Hill: Thank you. And, to clarify, I asked you, if it would have made a difference, in the rutting. Now you indicated that it would have removed parking and had larger windrows, but our discussions at budget time were based on strategically placing snow which would not have removed all of our parking – we would have placed snow into strategic clumps, places you talked specifically about a house that may have 2 or 3 parking stalls in front may end up with one, cause we were going to follow through with bobcats. So I just wanna be clear. Movement of snow at one course of the winter may have changed the conditions. We don’t know that, because we didn’t do it. So we can’t say that it would or it wouldn’t. It may have changed the conditions, because if you take some of that packed snow off, the total amount of that packed snow, there’s less to create ruts at the end of the day. So I just wanna clarify that nobody said we’d be at asphalt conditions.
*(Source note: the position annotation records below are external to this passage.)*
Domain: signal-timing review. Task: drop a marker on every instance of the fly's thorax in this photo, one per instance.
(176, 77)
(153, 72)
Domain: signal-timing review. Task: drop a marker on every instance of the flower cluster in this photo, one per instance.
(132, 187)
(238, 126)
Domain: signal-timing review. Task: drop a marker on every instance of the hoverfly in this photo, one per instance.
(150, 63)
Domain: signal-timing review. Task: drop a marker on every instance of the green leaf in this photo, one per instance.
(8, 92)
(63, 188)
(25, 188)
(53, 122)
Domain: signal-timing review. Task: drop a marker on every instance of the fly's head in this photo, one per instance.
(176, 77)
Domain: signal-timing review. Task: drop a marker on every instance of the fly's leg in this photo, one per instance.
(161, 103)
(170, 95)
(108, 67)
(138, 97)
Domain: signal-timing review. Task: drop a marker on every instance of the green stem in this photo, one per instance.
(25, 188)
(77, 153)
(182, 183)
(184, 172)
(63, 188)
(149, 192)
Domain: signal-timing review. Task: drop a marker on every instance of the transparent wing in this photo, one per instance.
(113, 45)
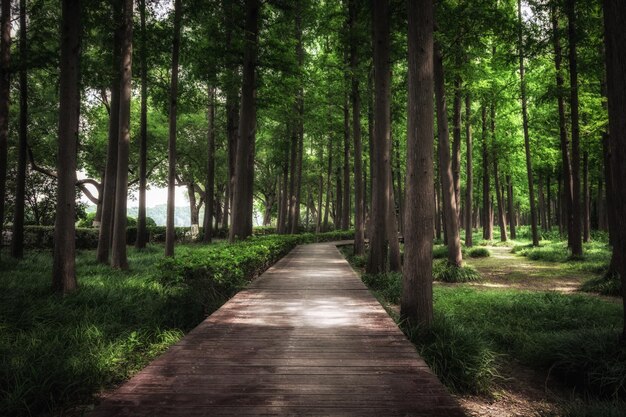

With respect to ‘communications’ and ‘moving forward’, I think that we’ll need to have a discussion, ahm, either in chambers now or in executive, the plan brought forward for communications. I don’t think the media is going to come out with a press release every day. However, some municipalities are doing thing quite strategically and creatively, their Public Works branch are doing daily updates via live feed, as well as taped video, which the media is using that as they see appropriate, and they also play it on their local cable channel, on a regular looped basis. They do that for their Public Works, as well as for their transit updates. It’s very effective. I think we need to look at an entire communications strategy, not a one-off just looking into ruts or potholes as we move forward.